Oldenkamp vs. United American Insurance involved cross motions for summary judgment. The trial court granted summary judgment to the plaintiffs on their claim for coverage and to the defendant on plaintiffs’ bad faith claim.

The insurance company refused to pay for surgery for the removal of a congenital cyst from plaintiffs’ son’s eyelid, claiming it was a pre-existing condition. An Oklahoma insurance regulation precludes pre-existing condition exclusions for congenital anomalies of a covered dependent child. United claimed the regulation did not apply to it because the policy was not a “health insurance policy”, but was a “limited benefit policy”. The Tenth Circuit reviewed the statutes and agreed with United. A statute specific to limited benefit policies allowed for a waiting period for coverage of pre-existing conditions. Plaintiffs also believed the policy was not a limited benefits policy. The trial court gets to decide if that issue may be raised on remand.

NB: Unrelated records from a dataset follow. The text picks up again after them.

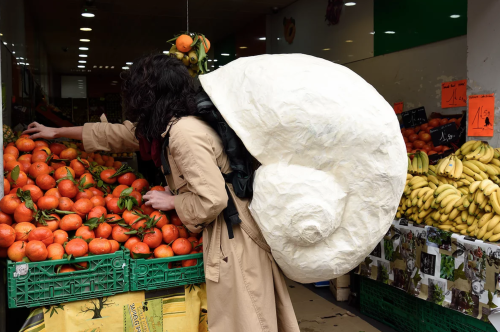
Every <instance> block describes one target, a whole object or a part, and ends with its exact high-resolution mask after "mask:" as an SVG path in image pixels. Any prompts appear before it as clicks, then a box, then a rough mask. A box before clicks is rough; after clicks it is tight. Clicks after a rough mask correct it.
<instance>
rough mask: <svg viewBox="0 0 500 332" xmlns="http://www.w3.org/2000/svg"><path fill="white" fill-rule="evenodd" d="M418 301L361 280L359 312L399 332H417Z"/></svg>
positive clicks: (364, 279) (388, 287) (394, 288)
mask: <svg viewBox="0 0 500 332" xmlns="http://www.w3.org/2000/svg"><path fill="white" fill-rule="evenodd" d="M417 301H418V299H417V298H415V297H412V296H410V295H408V294H406V293H405V292H403V291H401V290H399V289H397V288H394V287H391V286H388V285H385V284H382V283H380V282H377V281H374V280H371V279H368V278H361V292H360V305H361V312H362V313H363V314H365V315H367V316H369V317H371V318H373V319H376V320H378V321H380V322H382V323H384V324H386V325H388V326H390V327H392V328H393V329H395V330H397V331H401V332H419V331H421V330H420V327H421V324H422V322H421V319H420V317H421V316H420V312H419V306H418V305H419V303H418V302H417Z"/></svg>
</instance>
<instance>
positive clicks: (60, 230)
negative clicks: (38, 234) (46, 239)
mask: <svg viewBox="0 0 500 332" xmlns="http://www.w3.org/2000/svg"><path fill="white" fill-rule="evenodd" d="M64 242H68V233H66V231H63V230H62V229H58V230H56V231H54V243H59V244H64Z"/></svg>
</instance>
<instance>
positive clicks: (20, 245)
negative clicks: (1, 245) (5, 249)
mask: <svg viewBox="0 0 500 332" xmlns="http://www.w3.org/2000/svg"><path fill="white" fill-rule="evenodd" d="M7 256H9V259H10V260H11V261H13V262H21V261H22V260H23V258H24V257H26V242H24V241H16V242H14V243H13V244H12V245H11V246H10V247H9V249H8V250H7Z"/></svg>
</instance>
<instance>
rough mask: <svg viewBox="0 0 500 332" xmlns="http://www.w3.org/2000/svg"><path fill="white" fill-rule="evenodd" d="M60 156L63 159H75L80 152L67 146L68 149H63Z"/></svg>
mask: <svg viewBox="0 0 500 332" xmlns="http://www.w3.org/2000/svg"><path fill="white" fill-rule="evenodd" d="M59 157H61V159H68V160H73V159H76V157H78V152H77V151H76V150H75V149H73V148H67V149H66V150H62V151H61V153H60V154H59Z"/></svg>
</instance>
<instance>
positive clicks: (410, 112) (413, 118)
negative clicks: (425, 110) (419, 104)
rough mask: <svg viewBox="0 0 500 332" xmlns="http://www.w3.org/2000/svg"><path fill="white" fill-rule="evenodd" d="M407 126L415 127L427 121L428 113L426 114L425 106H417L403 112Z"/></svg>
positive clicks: (410, 126)
mask: <svg viewBox="0 0 500 332" xmlns="http://www.w3.org/2000/svg"><path fill="white" fill-rule="evenodd" d="M401 116H402V118H403V123H404V125H405V128H414V127H416V126H420V125H421V124H424V123H427V114H425V107H419V108H415V109H413V110H409V111H406V112H403V113H401Z"/></svg>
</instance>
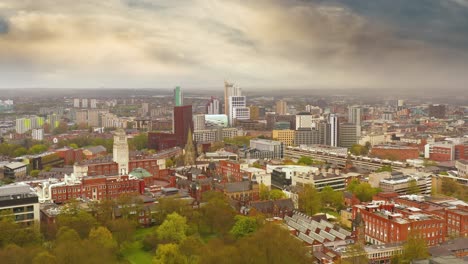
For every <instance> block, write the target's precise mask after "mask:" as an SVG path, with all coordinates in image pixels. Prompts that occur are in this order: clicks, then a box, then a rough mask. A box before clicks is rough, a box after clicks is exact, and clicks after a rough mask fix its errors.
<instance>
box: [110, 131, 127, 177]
mask: <svg viewBox="0 0 468 264" xmlns="http://www.w3.org/2000/svg"><path fill="white" fill-rule="evenodd" d="M112 151H113V155H112V159H113V161H114V162H116V163H117V164H118V171H119V175H127V174H128V173H129V172H130V171H129V169H128V162H129V150H128V142H127V135H126V134H125V131H124V130H121V129H119V130H117V131H116V132H115V134H114V147H113V150H112Z"/></svg>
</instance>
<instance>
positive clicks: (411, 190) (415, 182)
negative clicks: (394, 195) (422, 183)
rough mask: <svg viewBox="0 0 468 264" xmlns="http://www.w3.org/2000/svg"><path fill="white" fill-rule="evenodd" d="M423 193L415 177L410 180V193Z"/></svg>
mask: <svg viewBox="0 0 468 264" xmlns="http://www.w3.org/2000/svg"><path fill="white" fill-rule="evenodd" d="M418 193H421V189H420V188H419V186H418V182H417V181H416V180H415V179H412V180H410V181H409V182H408V194H418Z"/></svg>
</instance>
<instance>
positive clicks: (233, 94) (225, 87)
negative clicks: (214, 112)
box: [224, 81, 245, 116]
mask: <svg viewBox="0 0 468 264" xmlns="http://www.w3.org/2000/svg"><path fill="white" fill-rule="evenodd" d="M231 96H242V89H241V88H240V87H237V86H235V85H234V84H233V83H228V82H227V81H224V114H226V115H228V116H230V114H229V113H230V108H229V107H230V106H229V97H231ZM244 106H245V105H244Z"/></svg>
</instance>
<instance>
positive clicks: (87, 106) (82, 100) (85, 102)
mask: <svg viewBox="0 0 468 264" xmlns="http://www.w3.org/2000/svg"><path fill="white" fill-rule="evenodd" d="M81 108H88V99H86V98H83V99H81Z"/></svg>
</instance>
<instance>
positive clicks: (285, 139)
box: [272, 129, 296, 146]
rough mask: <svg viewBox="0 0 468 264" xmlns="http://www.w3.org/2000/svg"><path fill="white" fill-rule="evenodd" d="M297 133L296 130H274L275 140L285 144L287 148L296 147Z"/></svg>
mask: <svg viewBox="0 0 468 264" xmlns="http://www.w3.org/2000/svg"><path fill="white" fill-rule="evenodd" d="M295 133H296V132H295V131H294V130H290V129H287V130H273V132H272V136H273V139H274V140H278V141H281V142H283V143H284V144H285V145H286V146H292V145H294V136H295Z"/></svg>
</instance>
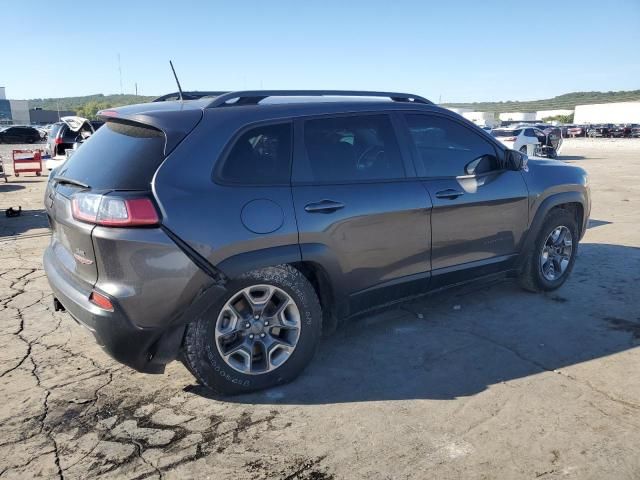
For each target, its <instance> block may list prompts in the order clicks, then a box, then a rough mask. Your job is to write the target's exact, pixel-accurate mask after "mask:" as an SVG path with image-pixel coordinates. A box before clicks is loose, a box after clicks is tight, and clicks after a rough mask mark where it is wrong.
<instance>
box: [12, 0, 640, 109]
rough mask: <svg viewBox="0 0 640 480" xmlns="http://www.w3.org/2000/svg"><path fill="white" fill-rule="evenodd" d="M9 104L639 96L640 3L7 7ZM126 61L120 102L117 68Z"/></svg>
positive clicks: (486, 2) (506, 3)
mask: <svg viewBox="0 0 640 480" xmlns="http://www.w3.org/2000/svg"><path fill="white" fill-rule="evenodd" d="M0 25H2V27H1V28H0V86H4V87H6V93H7V98H12V99H25V98H47V97H64V96H79V95H90V94H95V93H105V94H110V93H121V91H122V92H123V93H134V92H135V84H136V83H137V85H138V93H140V94H143V95H161V94H163V93H168V92H172V91H175V90H176V86H175V83H174V80H173V76H172V74H171V70H170V67H169V63H168V61H169V59H172V60H173V62H174V65H175V67H176V70H177V73H178V76H179V78H180V82H181V84H182V87H183V89H184V90H240V89H263V88H264V89H354V90H386V91H401V92H411V93H415V94H419V95H423V96H425V97H427V98H430V99H431V100H433V101H436V102H439V101H442V102H469V101H499V100H528V99H541V98H549V97H552V96H555V95H560V94H563V93H568V92H574V91H609V90H614V91H615V90H634V89H640V0H626V1H625V0H609V1H607V2H604V3H603V2H602V1H601V0H597V1H592V0H579V1H577V2H576V1H550V0H547V1H536V2H520V1H517V0H509V1H497V0H475V1H470V0H469V1H463V0H447V1H427V0H423V1H401V0H394V1H393V2H392V1H387V2H382V1H377V0H369V1H360V0H340V1H335V0H323V1H313V0H296V1H288V0H283V1H278V0H263V1H257V0H256V1H245V0H233V1H231V0H228V1H189V0H182V1H175V0H173V1H164V0H155V1H149V0H128V1H122V0H109V1H88V2H83V1H78V0H74V1H68V0H56V1H51V0H46V1H37V0H5V1H4V2H2V7H1V10H0ZM118 55H119V56H120V67H121V71H122V74H121V78H122V89H121V87H120V74H119V68H118Z"/></svg>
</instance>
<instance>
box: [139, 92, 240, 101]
mask: <svg viewBox="0 0 640 480" xmlns="http://www.w3.org/2000/svg"><path fill="white" fill-rule="evenodd" d="M224 93H228V92H226V91H225V92H198V91H193V92H182V99H183V100H198V99H199V98H205V97H217V96H218V95H222V94H224ZM171 100H180V92H172V93H167V94H166V95H162V96H160V97H158V98H154V99H153V100H151V101H152V102H167V101H171Z"/></svg>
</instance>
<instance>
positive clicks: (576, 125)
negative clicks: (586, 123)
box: [567, 125, 587, 137]
mask: <svg viewBox="0 0 640 480" xmlns="http://www.w3.org/2000/svg"><path fill="white" fill-rule="evenodd" d="M567 136H569V137H586V136H587V127H586V125H570V126H569V128H567Z"/></svg>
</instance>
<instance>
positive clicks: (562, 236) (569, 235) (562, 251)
mask: <svg viewBox="0 0 640 480" xmlns="http://www.w3.org/2000/svg"><path fill="white" fill-rule="evenodd" d="M572 254H573V237H572V235H571V231H570V230H569V229H568V228H567V227H565V226H559V227H556V228H554V229H553V230H552V231H551V233H550V234H549V235H548V236H547V239H546V240H545V242H544V245H543V246H542V252H540V272H541V273H542V276H543V277H544V278H545V279H546V280H548V281H551V282H552V281H555V280H558V279H559V278H560V277H561V276H562V275H563V274H564V272H566V271H567V267H568V266H569V262H570V261H571V255H572Z"/></svg>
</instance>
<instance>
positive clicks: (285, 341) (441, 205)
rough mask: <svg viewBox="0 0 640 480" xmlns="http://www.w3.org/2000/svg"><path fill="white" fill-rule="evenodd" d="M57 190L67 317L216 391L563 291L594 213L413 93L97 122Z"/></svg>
mask: <svg viewBox="0 0 640 480" xmlns="http://www.w3.org/2000/svg"><path fill="white" fill-rule="evenodd" d="M100 118H101V119H103V120H104V121H105V122H106V124H105V126H104V127H103V128H101V129H100V130H98V131H97V132H96V133H95V134H94V135H93V136H92V137H91V138H90V139H89V140H88V141H87V142H86V143H85V144H84V146H83V147H82V148H81V149H80V150H78V152H77V153H76V154H75V155H74V156H73V157H71V159H70V160H69V161H68V162H66V163H65V164H63V165H62V166H61V167H60V168H59V169H58V170H57V171H55V172H54V174H53V175H52V176H51V179H50V180H49V183H48V186H47V191H46V195H45V204H46V209H47V212H48V216H49V220H50V225H51V228H52V230H53V235H52V239H51V243H50V245H49V247H48V248H47V250H46V252H45V255H44V267H45V270H46V273H47V276H48V278H49V282H50V284H51V288H52V290H53V292H54V296H55V300H54V306H55V308H56V309H57V310H65V309H66V311H67V312H69V313H70V314H71V315H72V316H73V318H75V319H76V320H77V321H78V322H79V323H81V324H83V325H85V326H86V327H88V328H89V329H90V330H91V331H92V332H93V334H94V335H95V337H96V340H97V341H98V342H99V343H100V345H102V346H103V348H104V349H105V350H106V351H107V352H108V353H109V354H110V355H112V356H113V357H114V358H115V359H117V360H118V361H120V362H122V363H124V364H126V365H129V366H131V367H133V368H134V369H136V370H138V371H141V372H148V373H160V372H163V371H164V367H165V365H166V364H167V363H168V362H170V361H172V360H174V359H180V360H182V361H183V362H184V363H185V365H186V366H187V368H188V369H189V370H190V371H191V372H192V373H193V374H194V376H195V377H197V379H198V380H199V381H200V382H201V383H202V384H204V385H206V386H207V387H208V388H210V389H211V390H213V391H215V392H217V393H219V394H236V393H243V392H248V391H252V390H256V389H261V388H266V387H269V386H273V385H276V384H280V383H284V382H287V381H290V380H291V379H293V378H294V377H295V376H296V375H298V374H299V373H300V372H301V371H302V370H303V368H304V367H305V366H306V365H307V364H308V363H309V362H310V360H311V358H312V356H313V354H314V352H315V350H316V347H317V346H318V342H319V341H320V337H321V335H322V333H323V332H325V333H326V332H327V331H331V330H332V329H334V328H335V326H336V324H337V322H338V319H345V318H349V317H352V316H354V315H356V314H359V313H362V312H364V311H369V310H372V309H374V308H379V307H381V306H387V305H390V304H393V303H396V302H400V301H402V300H404V299H407V298H410V297H414V296H417V295H421V294H424V293H426V292H429V291H433V290H435V289H440V288H443V287H447V286H451V285H458V284H460V283H463V282H467V281H470V280H473V279H477V278H479V277H483V276H487V275H495V274H513V275H514V276H517V278H518V279H519V281H520V283H521V285H522V286H523V287H524V288H526V289H527V290H531V291H548V290H553V289H556V288H558V287H559V286H560V285H562V284H563V283H564V281H565V280H566V279H567V276H568V275H569V273H570V272H571V269H572V267H573V264H574V261H575V258H576V253H577V248H578V241H579V240H580V239H581V238H582V236H583V235H584V232H585V229H586V226H587V219H588V217H589V210H590V200H589V188H588V182H587V175H586V173H585V171H584V170H582V169H581V168H578V167H575V166H571V165H567V164H564V163H562V162H559V161H554V160H543V159H536V160H533V159H532V160H531V161H528V159H527V157H526V155H523V154H522V153H520V152H516V151H512V150H508V149H506V148H505V147H504V146H503V145H502V144H500V143H499V142H497V141H496V140H495V139H494V138H493V137H492V136H491V135H489V134H487V133H486V132H484V131H483V130H482V129H480V128H478V127H476V126H475V125H473V124H472V123H470V122H468V121H466V120H465V119H464V118H462V117H460V116H459V115H457V114H455V113H452V112H450V111H448V110H446V109H443V108H440V107H438V106H436V105H433V104H432V103H431V102H429V101H428V100H425V99H424V98H421V97H419V96H416V95H408V94H401V93H388V92H345V91H245V92H233V93H227V94H221V95H219V96H217V97H215V98H213V99H212V98H208V99H196V100H189V101H159V102H152V103H149V104H143V105H134V106H127V107H121V108H117V109H113V110H107V111H103V112H101V114H100Z"/></svg>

As to the bad faith claim, the summary judgment dismissing it was affirmed. United raised a legal argument on which there was no controlling decision by the Oklahoma courts which would have shown that the argument was unreasonable. “[B]ecause we have held that United did not breach the insurance contract by denying coverage under these circumstances, it follows that we necessarily agree that United’s denial of coverage was reasonably based.” The fact that United was unaware of the regulation relied on by Plaintiffs was not bad faith, and United didn’t have to get a legal opinion before denying the claim. The court noted that one Oklahoma case allowed a bad faith claim to go forward when the contract was not breached, but declined to apply it in this case. Even if United falsely stated that a doctor reviewed the claim, that did not cause any damages, and therefore could not form the basis of a bad faith claim. The fact that United gave Plaintiffs the “runaround” on their claim and did not produce everything that Plaintiffs thought it should was also not grounds for their bad faith claim.

The spoliation claim was not supported and was properly denied.

The bad faith discussion is interesting.  The court says it won't find bad faith in the absence of coverage, and that conduct by an insurance company that doesn't cause damages to the plaintiffs will not support a bad faith claim.  This language will be seen quite a bit in bad faith litigation in Oklahoma.